Se a medida integrar o Orçamento do Estado para 2022 para beneficiar da isenção de pagamento para acesso a museus e monumentos os estudante deverão comprovar documentalmente a sua qualidade de estudante.

O cabeça de lista por Lisboa do partido Livre, Rui Tavares, momentos antes da entrega das listas de candidatos a deputados à Assembleia da República pelo círculo de Lisboa, no Juízo Central Cível de Lisboa, Palácio da Justiça, em Lisboa, 20 de dezembro de 2021. As eleições legislativas realizam-se a 30 de janeiro. ANDRÉ KOSTERS/LUSA

O Livre submeteu uma proposta de alteração que visa o acesso gratuito aos museus e monumentos nacionais para os estudantes de todos os níveis de ensino.

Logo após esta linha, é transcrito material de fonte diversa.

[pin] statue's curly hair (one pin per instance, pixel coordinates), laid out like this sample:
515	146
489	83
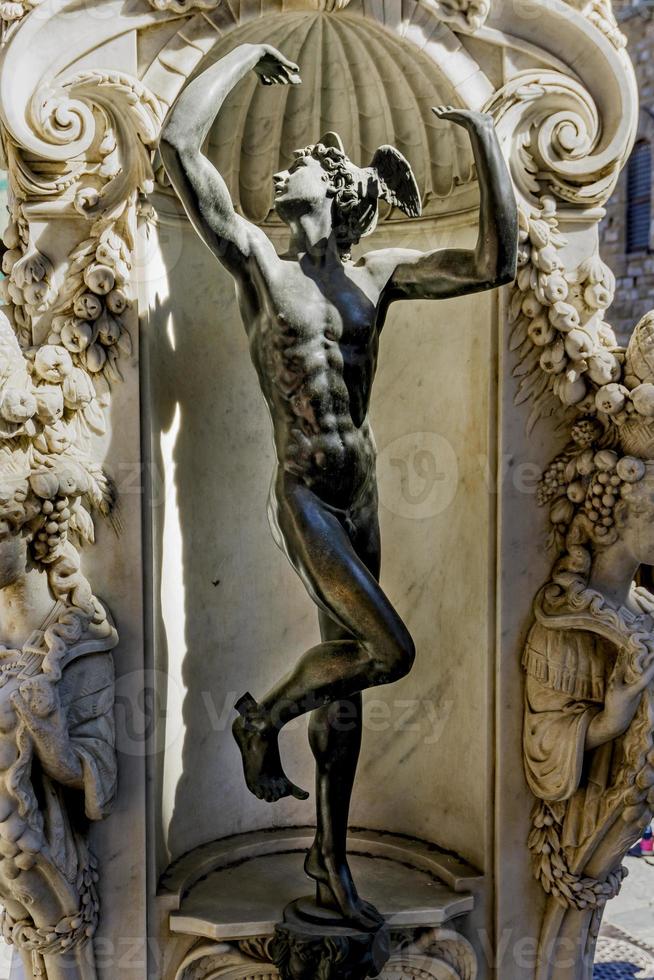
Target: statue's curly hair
353	212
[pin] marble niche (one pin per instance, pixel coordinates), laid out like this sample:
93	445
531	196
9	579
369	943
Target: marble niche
204	605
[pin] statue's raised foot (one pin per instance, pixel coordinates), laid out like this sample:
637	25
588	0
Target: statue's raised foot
259	746
315	942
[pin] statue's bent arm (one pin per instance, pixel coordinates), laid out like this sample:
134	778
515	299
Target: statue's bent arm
443	273
201	188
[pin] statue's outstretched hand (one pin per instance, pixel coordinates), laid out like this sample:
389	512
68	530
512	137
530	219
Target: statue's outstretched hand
623	698
274	69
478	122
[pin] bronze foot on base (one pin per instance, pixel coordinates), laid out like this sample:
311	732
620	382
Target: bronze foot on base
313	943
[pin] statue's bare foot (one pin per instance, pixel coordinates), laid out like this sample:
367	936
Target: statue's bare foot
336	890
262	762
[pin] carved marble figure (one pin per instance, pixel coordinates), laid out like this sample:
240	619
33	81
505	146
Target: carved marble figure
57	755
589	663
313	317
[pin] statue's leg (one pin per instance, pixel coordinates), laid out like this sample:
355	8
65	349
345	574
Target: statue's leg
376	647
335	737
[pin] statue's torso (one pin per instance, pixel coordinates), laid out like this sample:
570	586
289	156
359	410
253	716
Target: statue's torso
314	344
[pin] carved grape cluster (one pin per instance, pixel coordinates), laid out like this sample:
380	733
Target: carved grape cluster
566	349
582	480
70	932
90	327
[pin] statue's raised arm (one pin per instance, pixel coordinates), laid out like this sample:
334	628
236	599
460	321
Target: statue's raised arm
200	187
442	273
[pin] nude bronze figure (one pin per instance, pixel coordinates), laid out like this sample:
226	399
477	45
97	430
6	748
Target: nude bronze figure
313	318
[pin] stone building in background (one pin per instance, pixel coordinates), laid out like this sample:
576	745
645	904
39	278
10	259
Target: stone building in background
627	232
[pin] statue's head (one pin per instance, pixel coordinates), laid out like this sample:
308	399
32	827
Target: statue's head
323	180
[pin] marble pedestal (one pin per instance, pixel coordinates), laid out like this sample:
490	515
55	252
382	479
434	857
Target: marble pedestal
235	893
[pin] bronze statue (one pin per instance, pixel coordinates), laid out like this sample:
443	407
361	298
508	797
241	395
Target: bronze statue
313	318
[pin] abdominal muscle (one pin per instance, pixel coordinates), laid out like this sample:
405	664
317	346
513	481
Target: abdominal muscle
317	442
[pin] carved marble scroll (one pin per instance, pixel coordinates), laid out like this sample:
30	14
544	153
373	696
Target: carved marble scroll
589	656
63	336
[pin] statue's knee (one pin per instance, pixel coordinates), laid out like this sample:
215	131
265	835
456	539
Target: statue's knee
399	660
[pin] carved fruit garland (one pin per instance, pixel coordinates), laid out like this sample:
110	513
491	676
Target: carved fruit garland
566	350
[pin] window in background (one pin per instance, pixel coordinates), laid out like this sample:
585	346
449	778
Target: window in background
639	197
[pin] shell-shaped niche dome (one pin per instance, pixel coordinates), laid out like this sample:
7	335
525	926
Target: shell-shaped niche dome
358	80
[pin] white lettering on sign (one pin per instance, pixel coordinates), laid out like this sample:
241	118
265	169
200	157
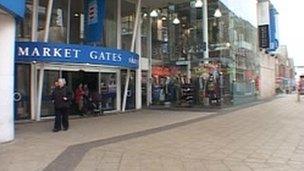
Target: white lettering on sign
57	52
105	56
35	52
133	61
23	52
48	52
67	53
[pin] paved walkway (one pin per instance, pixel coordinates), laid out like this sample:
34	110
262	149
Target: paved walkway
268	136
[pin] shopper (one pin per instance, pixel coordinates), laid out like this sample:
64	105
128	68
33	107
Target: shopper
79	97
62	100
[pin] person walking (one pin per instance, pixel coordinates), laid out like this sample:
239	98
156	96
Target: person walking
79	98
62	98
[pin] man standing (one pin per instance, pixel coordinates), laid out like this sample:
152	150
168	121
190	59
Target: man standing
62	98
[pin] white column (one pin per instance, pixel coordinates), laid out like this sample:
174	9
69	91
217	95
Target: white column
205	30
149	81
34	34
138	90
7	40
135	31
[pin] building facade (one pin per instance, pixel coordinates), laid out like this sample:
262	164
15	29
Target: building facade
285	71
136	53
267	75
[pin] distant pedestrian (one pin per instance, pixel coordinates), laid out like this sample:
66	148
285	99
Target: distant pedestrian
62	100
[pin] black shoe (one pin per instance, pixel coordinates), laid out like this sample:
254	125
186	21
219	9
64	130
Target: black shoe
56	130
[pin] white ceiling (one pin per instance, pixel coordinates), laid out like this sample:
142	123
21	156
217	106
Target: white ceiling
160	3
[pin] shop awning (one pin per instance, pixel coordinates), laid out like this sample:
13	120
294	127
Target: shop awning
68	53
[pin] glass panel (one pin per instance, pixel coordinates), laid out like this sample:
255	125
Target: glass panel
108	90
22	89
131	91
47	106
127	23
110	33
24	27
77	22
58	22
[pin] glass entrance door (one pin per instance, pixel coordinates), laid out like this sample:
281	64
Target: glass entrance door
22	92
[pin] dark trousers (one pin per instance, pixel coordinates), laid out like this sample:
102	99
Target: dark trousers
61	117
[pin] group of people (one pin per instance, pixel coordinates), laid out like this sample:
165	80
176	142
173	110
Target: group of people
61	98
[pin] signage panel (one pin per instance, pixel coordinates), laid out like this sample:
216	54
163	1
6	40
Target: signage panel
67	53
94	21
264	36
14	7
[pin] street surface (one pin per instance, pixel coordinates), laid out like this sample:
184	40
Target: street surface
266	136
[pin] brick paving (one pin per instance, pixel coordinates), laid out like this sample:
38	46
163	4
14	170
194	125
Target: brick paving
268	136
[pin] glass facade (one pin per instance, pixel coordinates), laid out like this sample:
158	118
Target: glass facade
181	74
174	43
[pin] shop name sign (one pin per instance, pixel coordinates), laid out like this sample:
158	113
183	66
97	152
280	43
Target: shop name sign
67	53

Na proposta de lei n.º 6/XV/1 o Livre explica que “para beneficiar da isenção [de pagamento para acesso a museus e monumentos], o estudante deve comprovar documentalmente a sua qualidade de estudante”.

O partido liderado por Rui Tavares cita o artigo 73.º da Constituição da República que diz que “todos os cidadãos têm direito à educação e à cultura, bem como à fruição desta”.

“Existe, de resto, uma relação quase umbilical entre uma coisa e outra: uma educação sem acesso ao que é da cultura é uma educação com menos alicerces. Tal acesso deve, todavia, abranger todos os estudantes – e não apenas os que se dedicam, nos seus estudos, a matérias conexas com os museus e o património”, aponta o partido.

De recordar que o Orçamento do Estado para 2021 continha uma medida que previa gratuitidade no acesso a museus e monumentos, mas apenas para alguns alunos. “Estabelece-se a gratuitidade no acesso aos museus e monumentos nacionais para estudantes do ensino profissional e superior nas áreas histórico-artísticas e de turismo, património e gestão cultural”, lia-se no documento.